A organização da tomada de decisão por um processo valoriza a cooperação, a responsabilidade e a vontade em equipe – redutor do tendencioso e do preconcebido-, sendo que o paciente é parte integrante da mesma. Todos, sem exceção, devem estar imbuídos da disposição para educar e serem educados, não somente como e porque se adoece, mas também como se permanece saudável. Cada um depende da informação do outro para dar o sentido de equipe. A mãe (pediatria e puericultura) e os pacientes crônicos foram habituais exemplos de retentores de conhecimentos desde os médicos que os “inseriam na equipe” e, atualmente, a difusão de assuntos médicos deu mais fundamentos para uma ampla participação leiga em variadas equipes.

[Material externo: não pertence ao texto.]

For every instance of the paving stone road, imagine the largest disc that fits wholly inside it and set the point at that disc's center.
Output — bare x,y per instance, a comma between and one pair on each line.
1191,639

Este pertencimento pelo paciente que facilita utilizar meios científicos e obter resultados humanos subentende a voz ativa – e, portanto diálogo -, e costuma carregar alguns pontos de inferioridade em relação aos demais membros da equipe: desconhecimento técnico, falta de costume para ponderar os componentes de uma decisão, vulnerabilidades associadas a efeitos da morbidade atuais e futuros. Por isso, se indecisões são frequentes – e admissíveis- entre profissionais da saúde, é plenamente justificável – e esperado- que pacientes manifestem hesitações, já possíveis até mesmo para procurar atendimento porque ocultam as dores e os sofrimentos de si mesmos. Em outras palavras, processos de tomada de decisão no ecossistema da beira do leito podem ser figurados como uma sucessão combinatória multidimensional (sobreposições) de valências que se fazem positivas (atração) ou negativas (repulsão) ao longo dos atendimentos.

A Bioética dita principialista é balizadora eficiente de tomadas de decisão, fornece matéria-prima para a construção de margens seguras para os fluxos energizados pelo raciocínio clínico, contudo, a fim de evitar transbordamentos, as individualidades clínicas e humanas requerem a conscientização da ética da responsabilidade de Maximilian Karl Emil Weber (1864-1920) no manejo das valências decisórias: devemos responder não apenas por nossas intenções ou nossos princípios, mas também pelas consequências de nossos atos, tanto quanto possamos prevê-las. Já se foi o tempo do entendimento que a arte médica se baseia no olhar de relance, no olho clínico, numa visão de profeta. Hoje, o olho exercitado que mais vale é o das evidências pelo experimento e pela experiência, este par que distancia das fake views. A responsabilidade moral com a boa deliberação/recomendação está expressa no Código de Ética Médica 2018 nos Art. 4º: É vedado ao médico deixar de assumir a responsabilidade de qualquer ato profissional que tenha praticado ou indicado e Art. 6º: É vedado ao médico atribuir seus insucessos a terceiros e a circunstâncias ocasionais, exceto nos casos em que isso possa ser devidamente comprovado.

No processo de tomada de decisão que se faz atrelado ao respeito ao consentimento pelo paciente no ecossistema da beira do leito, as opiniões profissionais, enquanto maneiras para julgar algo de modo técnico, precisam ser expressões verbais referentes a atitudes de impacto no bem-estar, na qualidade de vida e na sobrevivência. A convicção, enquanto opinião solidificada, do médico sobre uma recomendação para a qual assume responsabilidade, não deve soar para o paciente como uma imposição, mas como requisição a uma atitude sobre o direito ao consentimento. A aplicação de persuasões/dissuasões, enquanto utilizações de argumentos ao paciente, é dependente de intencionalidade e exigente de uma relação interpessoal e motivadora da ética da responsabilidade.